Hersh : Au même moment où j’écrivais mon article, ils défendaient cette idée d’une attaque planifiée frappant les Gardiens de la Révolution, de façon plus limitée, chirurgicale.

Et où les britanniques...qui étaient très hostiles à l’idée d’un millier de cibles, de bombes, de toute la force aérienne arrivant et bombardant les installations nucléaires dont de nombreuses sont enterrées - cela requiert de très nombreuses bombes.

Les britanniques sont intéressés à cette idée. Il y a eu des manifestations d’intérêt de la part de l’Australie, d’autres pays. Les israéliens, bien sûr, ont eu leurs récompenses. Ils sont très énervés à l’idée de ne pas y participer.

Si on aborde l’Iran, la position israélienne est très ferme. Ils veulent que nous y allions. Et ils veulent que nous frappions fort. Comme un israélien me l’a dit, si l’on tombe nez à nez avec un lion, on l’abat ou on l’ignore. On ne se contente pas de lui tirer les moustaches.

Y aller et éliminer les Gardiens de la Révolution et ne pas éliminer les installations nucléaires est inacceptable pour les israéliens. Mais c’est le plan. Le plan c’est d’être plus chirurgical, plus précautionneux, et d’avoir quelques alliés dans le coup.

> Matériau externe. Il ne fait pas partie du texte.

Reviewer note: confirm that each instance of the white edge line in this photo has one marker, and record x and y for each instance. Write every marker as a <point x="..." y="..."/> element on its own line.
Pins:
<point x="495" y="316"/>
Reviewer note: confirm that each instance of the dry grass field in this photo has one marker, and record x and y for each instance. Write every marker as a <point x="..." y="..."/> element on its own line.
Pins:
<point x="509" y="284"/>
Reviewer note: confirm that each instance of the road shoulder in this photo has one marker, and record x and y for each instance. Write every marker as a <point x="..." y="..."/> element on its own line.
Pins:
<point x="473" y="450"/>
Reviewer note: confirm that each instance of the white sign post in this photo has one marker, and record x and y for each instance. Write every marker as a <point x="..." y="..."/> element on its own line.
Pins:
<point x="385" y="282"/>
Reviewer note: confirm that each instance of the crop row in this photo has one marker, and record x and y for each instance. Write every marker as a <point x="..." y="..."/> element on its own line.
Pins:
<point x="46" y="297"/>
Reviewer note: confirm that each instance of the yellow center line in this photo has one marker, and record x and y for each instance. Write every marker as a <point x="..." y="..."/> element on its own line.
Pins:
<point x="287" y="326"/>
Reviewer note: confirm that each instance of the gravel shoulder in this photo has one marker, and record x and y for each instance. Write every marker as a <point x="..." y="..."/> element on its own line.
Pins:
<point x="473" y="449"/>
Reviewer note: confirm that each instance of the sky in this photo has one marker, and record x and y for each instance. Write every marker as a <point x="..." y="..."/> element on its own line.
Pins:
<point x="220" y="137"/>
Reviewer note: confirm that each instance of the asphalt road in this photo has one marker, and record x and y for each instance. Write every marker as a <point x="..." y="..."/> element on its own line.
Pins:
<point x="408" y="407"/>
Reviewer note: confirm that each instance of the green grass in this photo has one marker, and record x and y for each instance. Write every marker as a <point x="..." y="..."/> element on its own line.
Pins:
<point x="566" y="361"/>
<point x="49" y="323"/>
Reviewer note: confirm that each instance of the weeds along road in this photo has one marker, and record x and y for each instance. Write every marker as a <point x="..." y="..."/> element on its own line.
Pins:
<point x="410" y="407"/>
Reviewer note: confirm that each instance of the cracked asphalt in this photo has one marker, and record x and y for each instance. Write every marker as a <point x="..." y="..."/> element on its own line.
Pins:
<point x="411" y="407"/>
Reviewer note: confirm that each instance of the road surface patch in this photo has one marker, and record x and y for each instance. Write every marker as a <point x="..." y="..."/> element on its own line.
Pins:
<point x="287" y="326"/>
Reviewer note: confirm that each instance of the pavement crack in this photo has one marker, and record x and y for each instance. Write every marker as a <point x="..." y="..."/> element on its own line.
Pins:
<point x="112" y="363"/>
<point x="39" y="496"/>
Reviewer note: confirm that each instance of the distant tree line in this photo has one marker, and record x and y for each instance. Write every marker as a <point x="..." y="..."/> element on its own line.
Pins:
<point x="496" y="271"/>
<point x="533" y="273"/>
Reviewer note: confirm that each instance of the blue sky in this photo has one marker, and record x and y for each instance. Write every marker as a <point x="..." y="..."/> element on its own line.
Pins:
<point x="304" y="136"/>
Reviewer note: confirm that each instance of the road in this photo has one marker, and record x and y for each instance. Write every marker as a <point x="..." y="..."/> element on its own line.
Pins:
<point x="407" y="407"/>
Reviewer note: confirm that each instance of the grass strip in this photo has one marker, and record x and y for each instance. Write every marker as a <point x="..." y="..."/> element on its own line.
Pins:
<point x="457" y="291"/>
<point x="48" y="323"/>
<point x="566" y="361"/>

Blitzer : Vous écrivez également : « Désormais l’accent est mis sur des frappes chirurgicales sur les bases des Gardiens de la Révolution à Téhéran et ailleurs, qui sont selon l’administration à l’origine des attaques contre les américains en Irak. Ce qui à l’origine était présenté comme une mission contre la prolifération [nucléaire] a été repensé sous la forme du contre terrorisme. »

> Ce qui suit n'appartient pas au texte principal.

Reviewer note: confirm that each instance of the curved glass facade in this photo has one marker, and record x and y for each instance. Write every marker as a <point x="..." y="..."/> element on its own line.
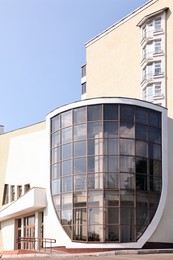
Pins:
<point x="106" y="171"/>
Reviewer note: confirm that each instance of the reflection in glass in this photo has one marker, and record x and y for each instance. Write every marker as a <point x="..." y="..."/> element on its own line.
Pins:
<point x="111" y="146"/>
<point x="80" y="132"/>
<point x="66" y="167"/>
<point x="142" y="148"/>
<point x="110" y="129"/>
<point x="80" y="115"/>
<point x="79" y="148"/>
<point x="127" y="164"/>
<point x="79" y="182"/>
<point x="66" y="151"/>
<point x="55" y="139"/>
<point x="95" y="130"/>
<point x="66" y="119"/>
<point x="126" y="113"/>
<point x="127" y="130"/>
<point x="111" y="180"/>
<point x="95" y="113"/>
<point x="55" y="187"/>
<point x="80" y="165"/>
<point x="67" y="184"/>
<point x="95" y="164"/>
<point x="66" y="135"/>
<point x="110" y="112"/>
<point x="127" y="147"/>
<point x="95" y="147"/>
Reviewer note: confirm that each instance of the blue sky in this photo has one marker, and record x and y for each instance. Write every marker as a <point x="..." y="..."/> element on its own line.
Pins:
<point x="42" y="48"/>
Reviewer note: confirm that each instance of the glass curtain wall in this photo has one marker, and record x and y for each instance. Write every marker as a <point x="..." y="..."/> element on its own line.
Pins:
<point x="106" y="171"/>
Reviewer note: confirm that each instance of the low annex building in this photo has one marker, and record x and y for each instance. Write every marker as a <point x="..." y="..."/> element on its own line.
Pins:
<point x="97" y="173"/>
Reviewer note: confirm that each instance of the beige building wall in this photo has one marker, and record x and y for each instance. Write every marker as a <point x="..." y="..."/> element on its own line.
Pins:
<point x="4" y="155"/>
<point x="113" y="58"/>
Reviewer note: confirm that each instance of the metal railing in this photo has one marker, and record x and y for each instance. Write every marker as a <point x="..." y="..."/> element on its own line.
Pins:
<point x="35" y="243"/>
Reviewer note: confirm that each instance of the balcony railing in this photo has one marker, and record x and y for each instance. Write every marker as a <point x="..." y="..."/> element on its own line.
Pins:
<point x="35" y="243"/>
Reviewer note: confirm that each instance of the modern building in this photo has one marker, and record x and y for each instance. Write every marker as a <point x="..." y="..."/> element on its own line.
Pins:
<point x="97" y="173"/>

Il y a évidemment différentes formes d’actions militaires selon que l’on combatte le terrorisme ou la prolifération, les armes nucléaires, par exemple.

Hersh : Absolument. Et on peut aussi plus facilement vendre le contre terrorisme. C’est plus logique. On peut dire aux américains, nous frappons seulement ces gens qui tentent, pensons-nous, de s’en prendre à nos soldats et aux forces de la coalition. Cela semble plus raisonnable.

Parce que la Maison Blanche pense qu’elle peut vraiment promouvoir cela, elle pense que cela pourrait marcher. En d’autres termes, on peut bombarder sans que le monde ne nous hurle dessus et en ayant les britanniques avec nous.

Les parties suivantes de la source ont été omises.